Irlanda se convirtió en el primer país del mundo que aprueba el matrimonio homosexual por medio de un referéndum a sus ciudadanos, con un amplio porcentaje de adhesión, lo que marca una tendencia que puede generalizarse en otras naciones.
Si bien hay otros Estados en los que la unión del mismo sexo fue autorizada, como en Argentina, el procedimiento fue a través de la vía legislativa y no por consulta popular.
En el referéndum irlandés el 62% de los electores se pronunció por el "Si”, determinando inmediatamente la aprobación de la nueva unión matrimonial. Esto tuvo inmediata repercusión mundial, especialmente en ámbitos del Vaticano donde algunos obispos han manifestado que esta decisión "no sólo es una derrota de los principios cristianos+ sino que "es una derrota de la humanidad.+ También se ha coincidido en la necesidad de intensificar la tarea evangelizadora a fin de evitar que este tipo de acciones se extiendan.

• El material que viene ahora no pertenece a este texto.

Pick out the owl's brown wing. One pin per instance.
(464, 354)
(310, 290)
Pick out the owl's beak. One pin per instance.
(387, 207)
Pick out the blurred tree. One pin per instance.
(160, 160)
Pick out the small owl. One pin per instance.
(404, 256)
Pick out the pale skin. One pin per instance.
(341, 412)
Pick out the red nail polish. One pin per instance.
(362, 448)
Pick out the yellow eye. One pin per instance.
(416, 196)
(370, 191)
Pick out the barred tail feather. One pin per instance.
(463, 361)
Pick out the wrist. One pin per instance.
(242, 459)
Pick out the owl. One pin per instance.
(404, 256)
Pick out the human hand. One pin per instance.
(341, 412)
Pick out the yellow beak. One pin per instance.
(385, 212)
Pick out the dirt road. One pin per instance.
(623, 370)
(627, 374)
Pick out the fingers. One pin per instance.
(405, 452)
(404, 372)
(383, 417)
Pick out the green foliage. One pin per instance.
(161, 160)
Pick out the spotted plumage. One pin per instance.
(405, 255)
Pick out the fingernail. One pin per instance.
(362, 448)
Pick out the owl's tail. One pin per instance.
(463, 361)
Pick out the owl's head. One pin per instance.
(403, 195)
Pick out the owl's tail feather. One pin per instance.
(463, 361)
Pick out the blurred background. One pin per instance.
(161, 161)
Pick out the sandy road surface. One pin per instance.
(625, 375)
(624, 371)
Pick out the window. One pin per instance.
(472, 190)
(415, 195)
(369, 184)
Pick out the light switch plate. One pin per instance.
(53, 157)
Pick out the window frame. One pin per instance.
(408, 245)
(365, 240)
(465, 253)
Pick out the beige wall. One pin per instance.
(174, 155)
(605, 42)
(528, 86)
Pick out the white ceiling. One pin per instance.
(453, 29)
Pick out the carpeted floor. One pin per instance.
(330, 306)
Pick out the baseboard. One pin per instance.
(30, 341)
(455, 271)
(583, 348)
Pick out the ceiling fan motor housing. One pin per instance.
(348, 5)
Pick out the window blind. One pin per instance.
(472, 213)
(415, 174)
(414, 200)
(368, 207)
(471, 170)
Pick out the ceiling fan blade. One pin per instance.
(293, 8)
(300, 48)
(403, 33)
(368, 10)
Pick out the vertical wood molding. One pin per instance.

Lo que ha causado sorpresa a los analistas es que hasta 1993 Irlanda tenía una concepción totalmente diferente respecto de la figura del matrimonio homosexual, al punto que el solo intento de concreción tenía sanción legal. De ahora en más su autorización cambiará el esquema social que impera en este país de la Unión Europea.
Hay diversas las posiciones con relación a estas uniones, algunas condenándolas y otras aceptándolas como una forma de evolución social. Entre las primeras hay quienes señalan que son perjudiciales para la integridad de las familias, repercutiendo en gran medida en los hijos, pero tarde o temprano, la misma evolución se encargará de señalar la conveniencia o no del nuevo modelo.